III: Towards Causal Fair Decision-making

Artificial Intelligence (AI) plays an increasingly prominent role in modern society because decisions that were once made by humans are now being delegated to automated systems. These systems are currently in charge of deciding bank loans, criminals' incarceration, and the hiring of new employees, and it is not difficult to envision a future where AI will underpin most of the society's decision-making infrastructure.

Despite the high stakes entailed by this task, there is still almost no understanding of some basic properties of such systems, including issues of fairness and transparency. For instance, there is a proliferation of criteria and methods trying to account for unfairness in decision-making, but choosing a metric that the AI system must adhere to be deemed fair remains an elusive, almost daunting task.

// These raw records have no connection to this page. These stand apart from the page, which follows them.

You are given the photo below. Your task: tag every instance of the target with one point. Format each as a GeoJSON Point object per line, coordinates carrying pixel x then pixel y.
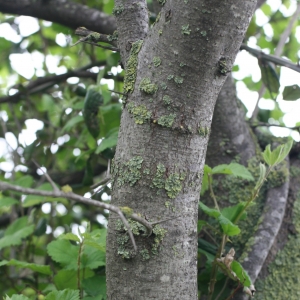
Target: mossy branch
{"type": "Point", "coordinates": [93, 37]}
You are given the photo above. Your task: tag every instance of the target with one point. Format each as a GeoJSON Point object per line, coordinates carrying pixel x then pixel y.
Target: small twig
{"type": "Point", "coordinates": [71, 196]}
{"type": "Point", "coordinates": [257, 124]}
{"type": "Point", "coordinates": [212, 193]}
{"type": "Point", "coordinates": [223, 289]}
{"type": "Point", "coordinates": [118, 92]}
{"type": "Point", "coordinates": [55, 188]}
{"type": "Point", "coordinates": [95, 36]}
{"type": "Point", "coordinates": [276, 60]}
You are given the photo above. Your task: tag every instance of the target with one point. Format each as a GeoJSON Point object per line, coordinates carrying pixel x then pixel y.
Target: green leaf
{"type": "Point", "coordinates": [209, 211]}
{"type": "Point", "coordinates": [8, 201]}
{"type": "Point", "coordinates": [41, 227]}
{"type": "Point", "coordinates": [92, 101]}
{"type": "Point", "coordinates": [32, 200]}
{"type": "Point", "coordinates": [63, 295]}
{"type": "Point", "coordinates": [71, 123]}
{"type": "Point", "coordinates": [70, 236]}
{"type": "Point", "coordinates": [200, 224]}
{"type": "Point", "coordinates": [262, 176]}
{"type": "Point", "coordinates": [95, 286]}
{"type": "Point", "coordinates": [92, 258]}
{"type": "Point", "coordinates": [234, 169]}
{"type": "Point", "coordinates": [275, 157]}
{"type": "Point", "coordinates": [269, 76]}
{"type": "Point", "coordinates": [291, 92]}
{"type": "Point", "coordinates": [232, 212]}
{"type": "Point", "coordinates": [242, 274]}
{"type": "Point", "coordinates": [17, 297]}
{"type": "Point", "coordinates": [24, 181]}
{"type": "Point", "coordinates": [16, 232]}
{"type": "Point", "coordinates": [205, 185]}
{"type": "Point", "coordinates": [23, 264]}
{"type": "Point", "coordinates": [108, 142]}
{"type": "Point", "coordinates": [67, 279]}
{"type": "Point", "coordinates": [228, 227]}
{"type": "Point", "coordinates": [63, 252]}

Also, these metrics are almost invariably carried out in an arbitrary fashion, without much justification or rationale. In this project, we will develop the mathematical foundations for (1) assisting data scientists analyzing the existence and (possibly) the `magnitude' of unfairness in an already deployed decision-system and (2) guiding system's designers in the process of selecting a fairness criterion in their to-be-deployed system while ascertaining an established level of fairness and accuracy.

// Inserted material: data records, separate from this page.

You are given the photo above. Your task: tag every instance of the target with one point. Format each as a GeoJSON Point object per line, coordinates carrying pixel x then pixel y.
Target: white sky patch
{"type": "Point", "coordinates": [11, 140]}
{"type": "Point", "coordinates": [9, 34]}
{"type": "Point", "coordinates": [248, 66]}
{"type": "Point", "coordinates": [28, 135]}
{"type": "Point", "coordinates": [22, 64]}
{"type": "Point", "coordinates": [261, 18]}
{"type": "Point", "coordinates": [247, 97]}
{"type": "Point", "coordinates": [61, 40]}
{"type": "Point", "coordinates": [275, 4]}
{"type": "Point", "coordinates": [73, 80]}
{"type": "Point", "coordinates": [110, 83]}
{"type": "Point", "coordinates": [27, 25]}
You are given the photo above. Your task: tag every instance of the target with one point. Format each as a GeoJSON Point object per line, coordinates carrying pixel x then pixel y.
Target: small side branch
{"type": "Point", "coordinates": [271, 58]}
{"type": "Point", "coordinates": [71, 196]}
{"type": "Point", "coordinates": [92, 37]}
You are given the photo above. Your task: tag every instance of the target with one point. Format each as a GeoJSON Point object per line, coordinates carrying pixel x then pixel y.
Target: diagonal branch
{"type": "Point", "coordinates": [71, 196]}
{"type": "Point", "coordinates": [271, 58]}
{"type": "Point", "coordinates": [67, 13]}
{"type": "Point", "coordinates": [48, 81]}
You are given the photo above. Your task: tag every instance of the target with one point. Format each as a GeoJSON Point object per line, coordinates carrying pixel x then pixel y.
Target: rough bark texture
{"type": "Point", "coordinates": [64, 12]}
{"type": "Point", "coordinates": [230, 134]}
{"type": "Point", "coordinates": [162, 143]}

This proposal aims to make both foundational and methodological contributions towards the goal of causal fair decision-making. At a foundational level, we build on causality theory to elicit the principles necessary to formally understand the problem of fairness, which is intertwined with the true causal mechanisms underlying the data. In particular, we study various measures of fairness available in the literature and their detection and explanatory power relative to the unobserved causal mechanisms.

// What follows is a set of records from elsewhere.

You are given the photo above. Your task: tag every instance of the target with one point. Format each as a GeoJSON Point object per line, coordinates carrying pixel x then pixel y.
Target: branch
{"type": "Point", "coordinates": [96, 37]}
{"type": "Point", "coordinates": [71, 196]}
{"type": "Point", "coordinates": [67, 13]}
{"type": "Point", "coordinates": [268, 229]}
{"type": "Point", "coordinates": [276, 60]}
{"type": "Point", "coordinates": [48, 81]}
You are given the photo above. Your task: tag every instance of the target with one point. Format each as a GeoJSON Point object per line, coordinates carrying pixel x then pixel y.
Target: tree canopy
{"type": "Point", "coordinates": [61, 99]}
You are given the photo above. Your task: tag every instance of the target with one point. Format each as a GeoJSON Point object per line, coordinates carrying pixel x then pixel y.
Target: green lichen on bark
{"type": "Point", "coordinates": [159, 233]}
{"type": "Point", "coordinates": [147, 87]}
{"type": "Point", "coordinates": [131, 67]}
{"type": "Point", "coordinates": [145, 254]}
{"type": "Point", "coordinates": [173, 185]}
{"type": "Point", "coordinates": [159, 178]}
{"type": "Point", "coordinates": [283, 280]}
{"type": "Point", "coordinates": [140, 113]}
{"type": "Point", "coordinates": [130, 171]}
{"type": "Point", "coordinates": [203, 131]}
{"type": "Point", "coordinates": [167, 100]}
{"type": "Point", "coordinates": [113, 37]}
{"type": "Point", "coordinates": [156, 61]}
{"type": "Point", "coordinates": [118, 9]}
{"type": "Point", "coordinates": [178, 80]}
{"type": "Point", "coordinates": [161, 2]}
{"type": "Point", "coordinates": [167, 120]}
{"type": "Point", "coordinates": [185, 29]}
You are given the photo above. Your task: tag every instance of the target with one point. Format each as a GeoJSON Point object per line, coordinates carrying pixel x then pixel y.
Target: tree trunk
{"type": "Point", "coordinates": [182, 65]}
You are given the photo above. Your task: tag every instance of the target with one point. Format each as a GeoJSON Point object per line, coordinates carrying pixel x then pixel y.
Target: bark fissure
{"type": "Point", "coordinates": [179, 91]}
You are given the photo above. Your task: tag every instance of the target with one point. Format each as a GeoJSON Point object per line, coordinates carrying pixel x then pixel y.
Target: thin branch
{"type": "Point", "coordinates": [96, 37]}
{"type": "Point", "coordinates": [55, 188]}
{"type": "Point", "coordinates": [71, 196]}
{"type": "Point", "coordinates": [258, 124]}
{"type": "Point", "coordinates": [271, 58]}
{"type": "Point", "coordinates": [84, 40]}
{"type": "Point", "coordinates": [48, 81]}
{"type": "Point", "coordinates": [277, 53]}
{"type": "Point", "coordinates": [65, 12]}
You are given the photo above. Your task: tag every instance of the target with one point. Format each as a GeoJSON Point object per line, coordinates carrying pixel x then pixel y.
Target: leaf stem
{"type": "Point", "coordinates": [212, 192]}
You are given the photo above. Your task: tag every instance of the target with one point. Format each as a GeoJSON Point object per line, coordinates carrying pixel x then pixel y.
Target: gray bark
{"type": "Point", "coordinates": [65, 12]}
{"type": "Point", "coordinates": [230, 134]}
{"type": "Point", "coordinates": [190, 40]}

On the methodological side, we aim to bridge the gap between causal analysis and scalable machine learning methods through novel ideas for efficient estimation, prediction, and optimization under causal fairness measures. This includes weighted empirical risk minimization methods for estimating causal fairness measures from offline data, active learning and exploration techniques for hybrid (offline and online) learning, robust optimization methods to handle model misspecification, and reinforcement learning techniques for understanding long-term impact of fair/unfair policies.

This award reflects NSF's statutory mission and has been deemed worthy of support through evaluation using the Foundation's intellectual merit and broader impacts review criteria.